Please leave your thoughts, questions and comments below :)

Hannah

2 comments:

  1. I think this is a great post and the ideas you've raised here are really interesting. However, on a moral principal, I object to the idea that there is nothing wrong with being promiscuous solely because it is "natural". From what I've read, the main issue with slut shaming is the double standard imposed on men and women. So instead of simply disregarding the calling out of "unnecessary provocation" of women, I believe it would be much better for society to strive towards abolishing the double standard for two main reasons:
    1. By doing so, society recognises the fundamental notion that sex and relationships are acts of maturity and responsibility. A trivialisation of these has lead and will lead to an objectification of women (and men possibly if we abolish the double standard).
    2. It's a follow on effect. I think that if we start to impose the same sort of treatment we do to women on men, then it will change the way women act which changes the way men act and so on. Under what you have proposed, we should stop slut shaming but not actually change the behaviour of men and women, which will result in nothing being fixed and society will continue to miss the point of relationships and its seriousness as mentioned in reason number 1.

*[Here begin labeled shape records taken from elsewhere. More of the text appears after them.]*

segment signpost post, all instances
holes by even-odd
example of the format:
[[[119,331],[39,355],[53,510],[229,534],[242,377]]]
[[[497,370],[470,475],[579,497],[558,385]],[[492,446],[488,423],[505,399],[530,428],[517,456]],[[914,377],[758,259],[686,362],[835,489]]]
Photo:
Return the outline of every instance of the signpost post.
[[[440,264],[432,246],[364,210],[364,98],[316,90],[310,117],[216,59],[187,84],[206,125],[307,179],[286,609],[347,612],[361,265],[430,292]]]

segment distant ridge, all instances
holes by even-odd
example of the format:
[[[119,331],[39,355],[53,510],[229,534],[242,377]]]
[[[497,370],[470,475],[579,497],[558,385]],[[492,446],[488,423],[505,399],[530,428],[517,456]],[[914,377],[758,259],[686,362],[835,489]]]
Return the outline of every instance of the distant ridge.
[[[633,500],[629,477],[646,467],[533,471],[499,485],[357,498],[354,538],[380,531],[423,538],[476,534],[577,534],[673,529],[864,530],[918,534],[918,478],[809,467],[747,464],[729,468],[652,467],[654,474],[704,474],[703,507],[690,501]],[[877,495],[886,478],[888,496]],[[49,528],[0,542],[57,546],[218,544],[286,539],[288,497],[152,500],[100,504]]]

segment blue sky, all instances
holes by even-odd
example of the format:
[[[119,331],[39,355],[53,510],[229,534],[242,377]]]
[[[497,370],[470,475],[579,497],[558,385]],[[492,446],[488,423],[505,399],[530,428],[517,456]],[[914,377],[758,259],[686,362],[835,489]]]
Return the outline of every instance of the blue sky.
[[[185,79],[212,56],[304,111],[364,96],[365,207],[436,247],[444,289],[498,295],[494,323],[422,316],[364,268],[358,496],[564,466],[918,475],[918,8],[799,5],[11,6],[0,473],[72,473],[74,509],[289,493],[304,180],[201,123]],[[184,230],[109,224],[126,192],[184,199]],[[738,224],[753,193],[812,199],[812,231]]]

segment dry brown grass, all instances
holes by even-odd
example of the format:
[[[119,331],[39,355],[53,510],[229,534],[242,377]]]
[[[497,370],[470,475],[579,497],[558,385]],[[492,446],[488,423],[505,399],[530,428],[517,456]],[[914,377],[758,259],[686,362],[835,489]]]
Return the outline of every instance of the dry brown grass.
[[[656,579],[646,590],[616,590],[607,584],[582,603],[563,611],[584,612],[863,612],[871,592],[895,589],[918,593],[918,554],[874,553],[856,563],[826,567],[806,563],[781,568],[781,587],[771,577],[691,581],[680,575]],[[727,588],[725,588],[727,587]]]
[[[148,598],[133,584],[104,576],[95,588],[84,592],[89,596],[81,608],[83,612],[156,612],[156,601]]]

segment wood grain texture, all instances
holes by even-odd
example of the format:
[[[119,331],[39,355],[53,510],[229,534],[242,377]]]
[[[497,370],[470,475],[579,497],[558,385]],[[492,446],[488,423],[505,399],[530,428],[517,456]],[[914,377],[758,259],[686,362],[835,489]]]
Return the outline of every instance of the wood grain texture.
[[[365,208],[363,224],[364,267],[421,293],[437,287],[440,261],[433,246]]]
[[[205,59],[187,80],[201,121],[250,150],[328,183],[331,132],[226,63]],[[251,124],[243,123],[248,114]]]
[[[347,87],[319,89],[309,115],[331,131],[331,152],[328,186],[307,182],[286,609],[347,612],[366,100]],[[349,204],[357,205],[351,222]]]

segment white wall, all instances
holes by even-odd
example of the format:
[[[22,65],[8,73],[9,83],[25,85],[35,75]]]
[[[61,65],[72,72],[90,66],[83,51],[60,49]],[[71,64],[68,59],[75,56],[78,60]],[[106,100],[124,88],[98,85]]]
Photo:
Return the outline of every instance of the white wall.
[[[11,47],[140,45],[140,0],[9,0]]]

    I think my vision is similar to yours in that it embraces natural sexuality but the way we should approach it is different. In my opinion, abolishing the double standard for men rather than doing nothing about it would be perhaps be better.

    Would love to hear your response.

    ReplyDelete
    Replies
    1. Hi Anon, I'm slightly confused because I think we mostly agree with each other?
      Yep definitely abolishing the double standard is fab, completely agree.
      Perhaps the clash is that I think calling people out on unnecessary provocation should also be discouages whereas perhaps you think its a good thing but should be implemented onto men too?
      The reason I think this way is because policing women's sexuality is so deeply entrenched in society, I cannot begin to list reasons (some are outlined in the paragraph, and also in the rape culture page: http://afeministfatale.blogspot.com.au/p/rape-culture-101.html) And I believe that policing sex and promiscuity can never be removed from its deeply entrenched, inherently sexist background and or context and or undertones.
      Also the fact that sex/promiscuity shaming is exactly that: shaming. It makes people feel guilty, insecure and ashamed. Although I would like to get rid of the double standard, I also dont wish to impose those kinds of feelings onto men.
      Hope this answers your question!